Ulla returned, bringing water, and a palatable breakfast of baked root vegetables called sprune. While I ate, I watched my host and hostess, and saw many signs of tenderness and regard pass between them. I recalled Jack Havock’s tale of how his family’s prejudice had driven his mother and father to their strange fate on Venus, and wondered if it were love for his rusty-coloured bride which had persuaded R. B. to turn his back on the comforts of his own home and seek adventure here upon the high frontier. In my weakened state this seemed to me, for a moment, quite romantic and even admirable.
When I had eaten, R. B. said, ‘Please tell me all that you know about the spiders.’
I had to think for a moment.

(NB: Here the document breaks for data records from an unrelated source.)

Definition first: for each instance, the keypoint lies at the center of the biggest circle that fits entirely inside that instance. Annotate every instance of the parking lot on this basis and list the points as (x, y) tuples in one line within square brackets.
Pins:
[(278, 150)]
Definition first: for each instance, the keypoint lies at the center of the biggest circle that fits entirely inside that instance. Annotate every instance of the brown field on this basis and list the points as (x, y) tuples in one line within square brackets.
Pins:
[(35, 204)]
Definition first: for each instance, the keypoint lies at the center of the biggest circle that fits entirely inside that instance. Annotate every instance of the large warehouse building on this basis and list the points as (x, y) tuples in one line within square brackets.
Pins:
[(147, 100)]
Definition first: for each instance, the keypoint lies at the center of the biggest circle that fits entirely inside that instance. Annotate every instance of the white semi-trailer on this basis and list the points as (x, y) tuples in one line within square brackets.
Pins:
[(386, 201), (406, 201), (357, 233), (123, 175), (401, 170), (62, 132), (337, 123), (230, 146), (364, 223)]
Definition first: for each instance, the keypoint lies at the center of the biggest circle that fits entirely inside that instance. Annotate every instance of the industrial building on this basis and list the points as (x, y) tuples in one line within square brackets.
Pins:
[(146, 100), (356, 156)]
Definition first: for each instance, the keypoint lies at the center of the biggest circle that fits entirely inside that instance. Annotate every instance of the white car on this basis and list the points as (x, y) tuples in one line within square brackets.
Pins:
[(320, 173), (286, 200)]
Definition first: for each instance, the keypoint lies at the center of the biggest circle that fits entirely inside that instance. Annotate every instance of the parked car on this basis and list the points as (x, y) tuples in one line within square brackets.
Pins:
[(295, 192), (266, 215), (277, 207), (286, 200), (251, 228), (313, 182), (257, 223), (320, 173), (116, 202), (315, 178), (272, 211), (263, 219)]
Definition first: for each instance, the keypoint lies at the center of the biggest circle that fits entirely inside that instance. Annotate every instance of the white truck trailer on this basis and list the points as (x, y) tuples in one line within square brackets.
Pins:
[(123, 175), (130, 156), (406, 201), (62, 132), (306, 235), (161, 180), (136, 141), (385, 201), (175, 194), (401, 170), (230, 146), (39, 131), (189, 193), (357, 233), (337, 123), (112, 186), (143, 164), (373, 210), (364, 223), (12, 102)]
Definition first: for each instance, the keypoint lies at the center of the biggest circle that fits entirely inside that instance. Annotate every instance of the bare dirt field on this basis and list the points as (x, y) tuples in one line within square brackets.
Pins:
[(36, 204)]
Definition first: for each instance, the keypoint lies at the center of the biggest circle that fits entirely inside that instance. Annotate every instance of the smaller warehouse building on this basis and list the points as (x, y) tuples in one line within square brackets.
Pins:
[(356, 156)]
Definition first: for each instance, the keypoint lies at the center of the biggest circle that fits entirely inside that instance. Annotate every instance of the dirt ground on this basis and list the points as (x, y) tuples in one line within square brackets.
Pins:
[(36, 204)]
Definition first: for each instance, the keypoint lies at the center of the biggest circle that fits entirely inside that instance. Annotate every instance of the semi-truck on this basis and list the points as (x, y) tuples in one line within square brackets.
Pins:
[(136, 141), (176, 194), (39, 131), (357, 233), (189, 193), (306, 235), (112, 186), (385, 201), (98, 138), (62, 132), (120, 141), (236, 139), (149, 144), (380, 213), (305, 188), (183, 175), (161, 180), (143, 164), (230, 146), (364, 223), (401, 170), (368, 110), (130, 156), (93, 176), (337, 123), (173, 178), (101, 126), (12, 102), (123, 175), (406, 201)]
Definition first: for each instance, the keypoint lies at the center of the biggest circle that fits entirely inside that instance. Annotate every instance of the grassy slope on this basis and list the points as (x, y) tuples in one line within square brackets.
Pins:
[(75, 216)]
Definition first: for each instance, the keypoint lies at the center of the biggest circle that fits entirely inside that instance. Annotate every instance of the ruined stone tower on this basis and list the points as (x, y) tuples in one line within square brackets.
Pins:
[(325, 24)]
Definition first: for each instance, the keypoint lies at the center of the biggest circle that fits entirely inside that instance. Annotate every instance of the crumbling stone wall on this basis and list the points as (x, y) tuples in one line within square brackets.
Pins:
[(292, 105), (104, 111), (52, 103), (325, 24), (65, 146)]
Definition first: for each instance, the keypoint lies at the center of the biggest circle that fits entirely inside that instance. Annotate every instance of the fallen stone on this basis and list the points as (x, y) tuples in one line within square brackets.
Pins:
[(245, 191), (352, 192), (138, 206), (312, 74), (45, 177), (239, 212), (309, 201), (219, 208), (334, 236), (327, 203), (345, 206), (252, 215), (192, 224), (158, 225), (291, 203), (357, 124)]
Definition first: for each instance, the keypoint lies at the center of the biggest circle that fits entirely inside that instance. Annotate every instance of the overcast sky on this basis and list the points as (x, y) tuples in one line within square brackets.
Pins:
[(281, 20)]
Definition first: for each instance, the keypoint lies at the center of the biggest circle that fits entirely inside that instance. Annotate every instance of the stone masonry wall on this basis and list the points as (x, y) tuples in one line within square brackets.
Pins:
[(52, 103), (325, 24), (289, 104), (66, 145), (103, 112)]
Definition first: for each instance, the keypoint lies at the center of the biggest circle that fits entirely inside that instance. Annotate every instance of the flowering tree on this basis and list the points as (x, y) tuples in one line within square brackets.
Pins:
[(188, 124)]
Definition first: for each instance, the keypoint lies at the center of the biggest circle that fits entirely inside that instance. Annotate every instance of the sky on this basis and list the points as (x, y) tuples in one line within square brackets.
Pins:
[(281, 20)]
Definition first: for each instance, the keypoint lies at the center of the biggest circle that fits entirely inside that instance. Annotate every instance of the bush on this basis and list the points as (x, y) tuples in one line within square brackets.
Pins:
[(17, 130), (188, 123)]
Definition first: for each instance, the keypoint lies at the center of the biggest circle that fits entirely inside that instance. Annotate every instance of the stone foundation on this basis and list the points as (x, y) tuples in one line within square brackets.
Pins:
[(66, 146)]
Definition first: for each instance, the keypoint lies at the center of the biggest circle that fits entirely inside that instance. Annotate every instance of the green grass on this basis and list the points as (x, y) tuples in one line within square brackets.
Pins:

While I was at The Beeches I had grown used to telling myself that my memories of the white spiders were just dreams. Amid the horror of last night I had not had the time to stop and think, and come to terms with the prospect that not only were the spiders real, but all my memories too. I began to weep a little as I told R. B. of Larklight, and what had befallen poor Papa. I told him of Jack Havock too, afraid at first that he would think ill of me for associating with such a character, but he listened quite, quite calmly, and only interjected once, to ask what had become of Art.
‘I do not know,’ I said sorrowfully. ‘I pray that Jack and his friends were able to keep him safe, and that he is still with them aboard their aether-ship.’
Mr Burton nodded. Then he said, ‘For some weeks now I have made it my business to keep watch upon The Beeches. Dear Ulla has sent me many valuable reports about the comings and goings there. We knew that Sir Waverley Rain was “up to something”, but we knew not what, until last night.’
‘He is an automaton!’ I cried. ‘At least, he was
. I believe I broke him when I fell on him. There was one of those dreadful spiders inside him – a little one. And another bigger one.’
Mr Burton said, ‘There was a whole ship full of the creatures, we believe. A black, spiny ship, which landed in the desert near The Beeches a few days ago. It took off last night, soon after we found you. Those spiders undoubtedly removed the real Sir Waverley some time ago. I dread to think for how long his manufactories may have been controlled by that mechanical facsimile.’
‘But why?’ I gasped. ‘To what end?’
R. B. drew his dark brows together, and his eyes glittered. ‘I cannot say, Miss Mumby, but it occurs to me that Sir Waverley’s company has been constructing the new Crystal Palace in Hyde Park. What if the false Sir Waverley and his many-legged masters have tinkered with the plans somehow? Or installed an explosive device within the structure?’
I declare I almost fainted away again as I contemplated the full horror of what he had said. Even now, my hand shakes as I try to write this. Can it be true? Our own dear Queen in mortal peril? Oh, it is too horrible! I said at once, ‘We must raise the alarm! We must travel at once to Port-of-Mars and demand an audience with the Governor himself!’
‘Regrettably the Governor is a major shareholder in Sir Waverley’s company,’ said R. B. with a sardonic smile. ‘So are all the rest of the Colonial Government. Without clear proof, I doubt they would wish to take any action which might affect the reputation of Rain & Co.’
‘Good Heavens!’ I cried, unwilling to believe him. ‘Surely no British gentleman would put commercial interests above those of his country, and humanity at large?’